MERTZON, Texas (AP) -- Millions of wild pigs weighing up to 300 pounds have been tearing up crops, trampling fences and eating just about anything in their path in Texas. But now they had better watch their hairy backs. A state lawmaker is proposing to allow ordinary Texans with rifles and shotguns to shoot the voracious, tusked animals from helicopters.
For years, ranchers in the Lone Star State have hired professional hunters in choppers to thin the hogs' fast-multiplying ranks. Now state Rep. Sid Miller of the Fort Worth area wants to bring more firepower to the task by issuing permits to sportsmen.
"I've had numerous calls and complaints that someone needs to do something," Miller said. "We're losing ground on this problem."
If approved, it could be the first program of its kind in the nation. Some other states, like Gov. Sarah Palin's Alaska, allow aerial hunting, but only to control predators, such as bears and wolves.
Some Texans worry about collateral damage.
"If they're going to open up to where you can do this and anybody who's got a helicopter can go off to an old boy's place and hunt, that's going to be bad," said Jay Smith, owner of Smith Helicopters in Cotulla. Some people "may get confused and shoot the rancher's dog or a calf."

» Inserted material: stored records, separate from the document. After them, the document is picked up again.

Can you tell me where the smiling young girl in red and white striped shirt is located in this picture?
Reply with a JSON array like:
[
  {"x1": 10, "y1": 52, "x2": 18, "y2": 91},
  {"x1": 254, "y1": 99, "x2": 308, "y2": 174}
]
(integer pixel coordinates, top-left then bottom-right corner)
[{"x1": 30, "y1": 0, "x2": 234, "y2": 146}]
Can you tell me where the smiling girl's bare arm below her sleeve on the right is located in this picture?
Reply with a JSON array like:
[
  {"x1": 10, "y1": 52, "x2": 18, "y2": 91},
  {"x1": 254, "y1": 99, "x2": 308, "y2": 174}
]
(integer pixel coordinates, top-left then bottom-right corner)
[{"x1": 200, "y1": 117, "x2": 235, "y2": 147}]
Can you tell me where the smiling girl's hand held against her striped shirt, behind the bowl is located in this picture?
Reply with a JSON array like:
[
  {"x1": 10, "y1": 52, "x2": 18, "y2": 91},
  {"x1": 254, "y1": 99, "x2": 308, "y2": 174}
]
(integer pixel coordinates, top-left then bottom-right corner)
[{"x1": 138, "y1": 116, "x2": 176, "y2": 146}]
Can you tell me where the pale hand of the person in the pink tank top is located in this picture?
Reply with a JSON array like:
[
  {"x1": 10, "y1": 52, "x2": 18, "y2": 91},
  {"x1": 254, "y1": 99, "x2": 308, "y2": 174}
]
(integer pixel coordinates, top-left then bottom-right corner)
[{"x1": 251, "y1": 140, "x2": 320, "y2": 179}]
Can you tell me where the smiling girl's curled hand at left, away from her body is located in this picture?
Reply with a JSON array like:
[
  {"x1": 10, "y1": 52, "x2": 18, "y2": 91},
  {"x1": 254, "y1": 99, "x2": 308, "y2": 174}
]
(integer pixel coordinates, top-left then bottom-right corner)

Miller gave assurances the hunting would be closely regulated, though details on such things as how many hunters would be allowed to take part, and how many hogs they would be permitted to kill, have yet to be worked out.
"You're not going to have some bubba up there going, `Pass me a beer and ammo' and hunting some hogs," the legislator said. "We certainly want to do it right."
Many hunters and landowners will probably leave the carcasses in the field, just as they do now. Wild hogs that are gunned down cannot be sold for meat under U.S. agriculture regulations. (Moreover, wild boar is said by some to be tough and gamey.)
An estimated 2 million wild hogs are causing $52 million a year in crop damage in Texas, according to agricultural experts. Pigs that they are, they eat just about anything, including the carcasses of their own brethren. They trample crops, dig up plants with their snouts and steal animal feed. Entire peanut farms have been stripped.
And the pasture-wrecking porkers are causing trouble well beyond farms. Authorities in Texas are reporting an increase in collisions between hogs and cars, while golf courses and suburbs are increasingly finding turf uprooted by hogs.
The animals are descended from hogs introduced into Texas by Spanish explorers more than 300 years ago. But their numbers began booming in the 1980s.
The big ones have no natural predators. Not even a coyote will tangle with a sow bigger than 20 pounds.
During a recent pass in his helicopter over Mertzon in West Texas, Kyle Lange, a professional hunter who is paid to pick off wild hogs from the air in what some are calling a "pork chopper," offered a glimpse of the magnitude of the problem.
As his helicopter flew over, several packs of hogs that had been rooting around in the brush or napping in the sun suddenly scattered in all directions, with piglets scampering to keep close to their mothers, the little hairs on their backs blown back by the breeze from the chopper.
"You can kill 300 in a day from up here in the Panhandle and you've just slowed them down is all," Lange said over the whump-whump of his two-seat chopper.
Wildlife experts have tried less brutal methods to control their numbers. But the hogs are smart and have learned to avoid traps, and a birth control pill for female hogs is still in development. Many experts agree aerial hunting works.
Nearly 1,100 permits to kill hogs from the air were issued in Texas last year, up from 201 in 2000. Under Miller's bill, weekend hunters would be able to get permits too, though they would also have to pay landowners for the right to hunt on their property.
Associated Press photographer Eric Gay contributed to this story.